The Third Aqua Terra Series: 2017 – Present
Current models of the Aqua Terra Chronometer models can actually be pretty easily defined due to their stark aesthetic upgrades. While Omega kept the teak-patterned dial, it turned it horizontally. Omega also moved the date window down to six o’clock, which is actually how the very first date-displaying Omega watches were styled. The move is a nice nod to the past while keeping the dial uncluttered and symmetrical. Moreover, there are no crown guards and the winding crown is now conical.
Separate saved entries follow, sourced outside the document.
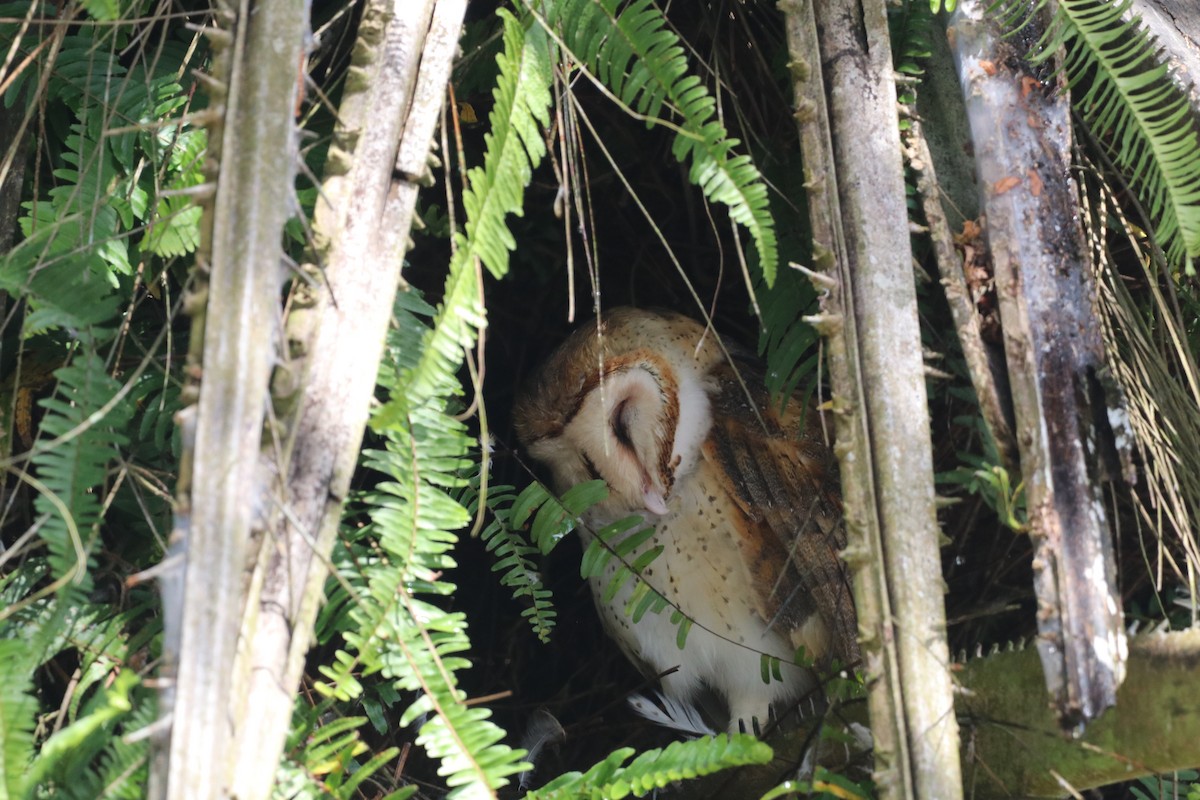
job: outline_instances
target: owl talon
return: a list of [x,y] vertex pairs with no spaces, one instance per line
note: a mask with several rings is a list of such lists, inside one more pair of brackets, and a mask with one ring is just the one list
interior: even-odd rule
[[731,731],[732,733],[748,733],[751,736],[762,737],[763,728],[758,724],[758,717],[750,717],[747,720],[745,717],[737,718],[737,726]]

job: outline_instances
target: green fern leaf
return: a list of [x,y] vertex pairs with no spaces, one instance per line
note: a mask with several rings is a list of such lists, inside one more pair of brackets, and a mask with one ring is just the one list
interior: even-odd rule
[[[168,133],[172,133],[170,126]],[[160,142],[172,145],[165,181],[168,191],[181,191],[204,182],[204,151],[208,144],[203,129],[180,133],[178,139]],[[154,220],[141,242],[142,249],[155,255],[184,256],[200,244],[201,208],[187,196],[163,197],[158,201]]]
[[85,780],[88,763],[109,738],[97,734],[111,729],[133,709],[130,693],[139,681],[134,670],[122,670],[113,684],[100,692],[88,713],[51,736],[26,774],[29,785],[41,786],[52,777],[60,787]]
[[[103,17],[110,6],[119,10],[120,3],[98,0],[92,10]],[[43,198],[24,205],[25,240],[0,265],[0,282],[22,291],[38,270],[71,264],[73,279],[42,281],[40,300],[58,310],[73,308],[59,290],[92,276],[115,288],[118,276],[132,274],[130,234],[139,221],[150,223],[142,243],[159,255],[191,252],[198,239],[199,212],[189,200],[149,199],[160,188],[179,190],[202,180],[197,151],[204,148],[203,133],[180,132],[178,123],[160,125],[187,102],[172,66],[176,60],[182,65],[186,51],[165,48],[156,55],[158,72],[152,77],[140,65],[126,68],[106,39],[73,35],[62,41],[47,93],[77,118],[54,164],[54,183]],[[27,331],[50,327],[74,326],[52,314],[27,324]]]
[[463,424],[448,412],[462,393],[456,373],[464,351],[485,324],[476,263],[497,277],[508,269],[515,246],[506,217],[519,213],[533,167],[545,154],[542,128],[549,124],[550,62],[544,32],[525,31],[506,12],[504,51],[486,135],[483,166],[468,173],[464,192],[465,235],[457,250],[441,308],[432,328],[418,318],[427,309],[415,292],[397,300],[397,330],[388,352],[395,363],[380,372],[390,397],[372,419],[386,449],[366,454],[369,467],[387,476],[365,500],[371,522],[363,537],[378,542],[384,558],[345,576],[354,602],[343,633],[346,649],[321,668],[335,696],[362,691],[355,674],[381,672],[396,687],[417,694],[401,718],[424,717],[418,743],[441,761],[451,797],[491,796],[507,776],[527,769],[522,753],[501,742],[503,731],[484,708],[468,707],[455,672],[469,665],[466,623],[424,599],[448,595],[443,579],[454,566],[453,531],[470,515],[451,492],[461,494],[472,445]]
[[766,764],[774,754],[753,736],[736,734],[673,742],[662,750],[647,750],[622,766],[633,750],[623,747],[587,772],[569,772],[530,792],[525,800],[644,797],[675,781],[710,775],[747,764]]
[[[630,517],[619,519],[616,522],[605,525],[600,530],[596,531],[595,538],[588,543],[587,549],[583,551],[583,559],[579,562],[579,576],[581,578],[592,578],[604,572],[604,568],[608,566],[608,562],[615,555],[615,546],[613,542],[620,543],[631,529],[637,529],[642,524],[641,515],[635,514]],[[646,533],[649,531],[649,533]],[[653,528],[640,529],[642,541],[646,537],[654,533]],[[639,530],[635,530],[631,537],[638,537]]]
[[552,5],[546,24],[648,126],[661,124],[663,107],[670,107],[680,129],[675,158],[689,162],[691,182],[750,232],[763,277],[773,284],[779,246],[766,183],[749,156],[733,154],[740,142],[717,119],[704,84],[688,73],[687,54],[654,0],[563,0]]
[[[526,31],[504,10],[499,14],[504,21],[504,52],[496,59],[500,75],[488,116],[491,132],[484,136],[483,167],[467,173],[466,234],[456,235],[441,310],[406,378],[407,396],[416,405],[435,394],[461,393],[453,375],[464,350],[474,346],[476,331],[486,324],[475,261],[497,278],[508,271],[508,254],[516,242],[505,218],[521,212],[525,186],[546,152],[539,128],[550,123],[551,72],[545,33],[539,28]],[[374,424],[392,424],[396,411],[385,406]]]
[[[433,340],[408,307],[423,304],[410,296],[397,302],[398,325],[388,352],[415,347],[420,363],[419,349]],[[413,353],[404,358],[412,359]],[[354,594],[345,615],[351,627],[343,633],[346,649],[336,663],[321,668],[330,683],[320,688],[343,699],[357,696],[362,686],[355,673],[380,672],[398,689],[416,693],[401,724],[427,715],[417,741],[442,762],[454,789],[451,796],[488,796],[526,766],[519,751],[501,742],[503,731],[489,720],[487,709],[463,702],[455,677],[469,666],[460,655],[469,648],[463,615],[425,599],[455,589],[443,576],[454,567],[450,551],[458,537],[453,531],[466,527],[471,516],[451,492],[461,494],[469,486],[463,474],[472,441],[446,410],[458,390],[453,370],[427,385],[438,392],[434,396],[415,392],[412,374],[394,364],[381,370],[394,381],[387,387],[392,421],[381,427],[375,420],[387,447],[368,451],[365,461],[386,480],[363,498],[371,522],[356,538],[376,541],[384,558],[356,559],[359,568],[344,576]]]
[[[135,706],[121,722],[124,731],[140,731],[157,717],[158,704],[149,691],[138,692]],[[105,737],[104,751],[94,759],[94,770],[62,787],[65,794],[78,800],[142,800],[150,779],[149,743],[128,742],[125,736]]]
[[[561,498],[550,496],[533,520],[531,531],[534,544],[549,553],[568,533],[575,530],[581,514],[608,497],[608,485],[602,480],[578,483]],[[514,521],[514,524],[521,524]]]
[[41,401],[47,411],[41,431],[60,441],[43,446],[33,457],[44,487],[34,507],[46,518],[39,533],[48,546],[54,577],[70,579],[64,590],[72,585],[86,590],[88,554],[101,518],[96,490],[103,486],[117,448],[127,441],[120,431],[130,413],[124,402],[111,402],[121,384],[108,375],[94,352],[81,353],[55,377],[58,391]]
[[33,665],[29,663],[27,643],[18,639],[0,639],[0,795],[7,798],[26,796],[25,775],[33,761],[33,727],[37,701],[29,694]]
[[[479,502],[478,489],[472,487],[475,498],[468,507],[474,514]],[[542,642],[550,641],[550,631],[554,628],[557,612],[554,610],[550,590],[542,583],[542,576],[534,557],[538,550],[527,543],[519,531],[513,530],[509,524],[516,496],[511,486],[493,486],[488,491],[488,507],[492,510],[492,522],[483,529],[480,538],[484,547],[496,558],[492,572],[499,572],[503,577],[500,583],[512,589],[513,599],[528,605],[521,616],[528,620],[534,634]]]
[[121,4],[117,0],[82,0],[80,5],[92,19],[113,22],[121,18]]

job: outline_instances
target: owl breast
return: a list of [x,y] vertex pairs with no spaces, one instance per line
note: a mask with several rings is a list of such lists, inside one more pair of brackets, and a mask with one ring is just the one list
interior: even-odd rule
[[[793,663],[788,632],[770,626],[757,608],[757,589],[732,535],[748,521],[713,469],[702,461],[692,474],[677,479],[668,513],[652,520],[655,534],[643,545],[661,545],[663,551],[642,579],[692,621],[682,650],[670,609],[636,623],[626,614],[632,581],[611,601],[604,599],[620,567],[615,559],[590,583],[604,627],[626,656],[650,674],[673,670],[662,680],[667,694],[690,702],[708,687],[725,699],[730,728],[736,730],[740,723],[750,730],[754,720],[766,724],[772,704],[795,699],[814,680]],[[609,521],[589,520],[594,527]],[[780,659],[782,679],[763,681],[764,653]]]

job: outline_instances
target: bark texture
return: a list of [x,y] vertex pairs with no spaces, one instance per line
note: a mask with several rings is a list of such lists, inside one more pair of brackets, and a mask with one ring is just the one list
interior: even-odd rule
[[[191,370],[202,380],[181,419],[172,537],[187,554],[182,645],[169,766],[154,796],[270,796],[465,7],[367,4],[316,213],[322,268],[303,268],[282,331],[307,7],[259,0],[216,15],[228,84],[210,87],[218,188],[198,259],[207,286],[189,303]],[[180,613],[173,580],[164,575],[168,651]],[[164,699],[169,713],[170,688]]]
[[428,175],[466,0],[371,0],[274,380],[269,526],[248,601],[238,798],[270,795],[383,356],[418,181]]
[[[182,614],[166,786],[175,800],[229,796],[247,710],[233,666],[251,526],[267,496],[258,451],[279,327],[307,8],[303,0],[221,2],[214,25],[218,76],[227,89],[218,87],[212,98],[217,122],[208,164],[217,191],[197,254],[207,287],[189,303],[188,368],[203,380],[196,405],[181,412],[185,428],[195,425],[181,459],[173,532],[187,552],[182,610],[164,596],[164,614]],[[174,624],[164,621],[165,628]],[[155,791],[162,788],[156,781]]]
[[[1069,97],[1022,67],[983,0],[948,35],[975,144],[978,183],[1034,540],[1038,650],[1064,728],[1116,701],[1125,631],[1101,495],[1111,442],[1095,287],[1070,175]],[[1043,80],[1046,83],[1043,83]]]
[[933,243],[938,273],[942,276],[946,304],[950,307],[950,316],[962,346],[971,386],[979,400],[979,411],[996,444],[1001,465],[1016,472],[1020,463],[1017,441],[1013,438],[1012,404],[1009,402],[1004,357],[1002,353],[996,354],[995,348],[984,341],[975,301],[963,274],[966,266],[964,258],[954,248],[954,233],[942,206],[933,155],[925,140],[924,126],[919,120],[911,120],[907,142],[909,165],[918,176],[917,191],[921,193],[921,208],[925,213],[925,223],[929,226],[929,238]]
[[[882,797],[961,797],[924,363],[882,2],[781,4]],[[864,131],[870,131],[864,135]]]

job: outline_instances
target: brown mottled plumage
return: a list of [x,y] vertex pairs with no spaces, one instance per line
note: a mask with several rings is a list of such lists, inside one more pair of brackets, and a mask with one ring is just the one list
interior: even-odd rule
[[[644,549],[663,552],[643,578],[695,624],[680,651],[669,614],[626,616],[631,585],[606,602],[614,560],[592,590],[622,650],[652,674],[678,667],[663,680],[676,699],[718,692],[731,728],[765,722],[812,685],[791,666],[796,648],[819,665],[858,659],[831,455],[801,403],[780,413],[761,368],[728,363],[694,320],[631,308],[602,319],[543,365],[518,400],[517,434],[558,491],[605,480],[589,527],[635,513],[655,527]],[[764,652],[788,665],[782,680],[763,682]]]

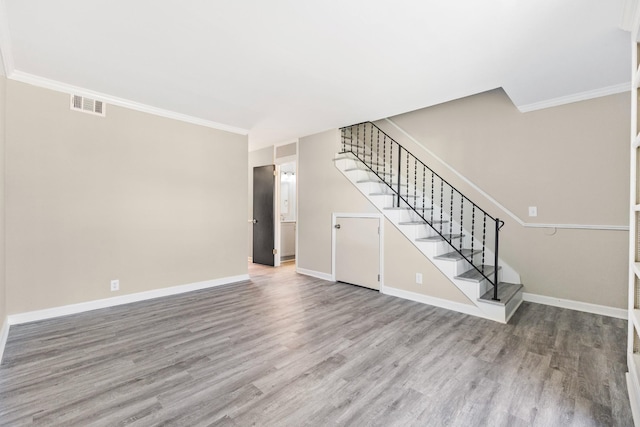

Also new to the collection is the choice of rubber straps and the metal bracelets have also been redesigned to be more integrated with the case.
Omega tweaked the case sizes yet again and the current Aqua Terra Chronometer watches are available in two sizes:
- 38mm (220.xx.38.20.xx.xxx)
- 41mm (220.xx.41.21.xx.xxx)
Additionally, there are ample mechanical upgrades. Inside the modern Omega Aqua Terra models, you’ll find three different kinds of Master Chronometer Co-Axial movements. There’s the Caliber 8900 (or the luxury-finished Caliber 8901 for precious metal options) that you’ll find in the 41mm models. Alternatively, there’s the slightly smaller Caliber 8800 that powers the 38mm versions. The 8900 and 8901 boast 60-hour power reserves, while the 8800 has a slightly shorter reserve at 55 hours. The 8900 and 8901 also feature a jumping hour hand, which allows frequent travelers to quickly adjust the hour without changing the minute or seconds hands. As METAS-certified calibers, all new movements also feature the latest antimagnetic technology (up to 15,000 gauss), once again making the Omega Aqua Terra amongst the best antimagnetic watches in the industry.”
Bob’s Watches
4 Mar 20.
It is not just me saying that there have only been three generations of the Aqua Terra, but lots of watch websites and Omega themselves. You can try to stand by your error but it is still an error. It is also not a new piece of news or research, as the articles from Fratellowatches, Watches by SJX, Bob’s Watches and the press release date from 2017 to 2020. Your point about the SKU is well made, it is a PIC number rather than an SKU but the rationale for the PIC number according to the Omega Universite Training Book is to identify watch ranges/families and is changed when a new watch is introduced. This is picked up on by Bob’s Watches. Ultimately I can present the evidence to you. It is a matter for you whether you ignore it.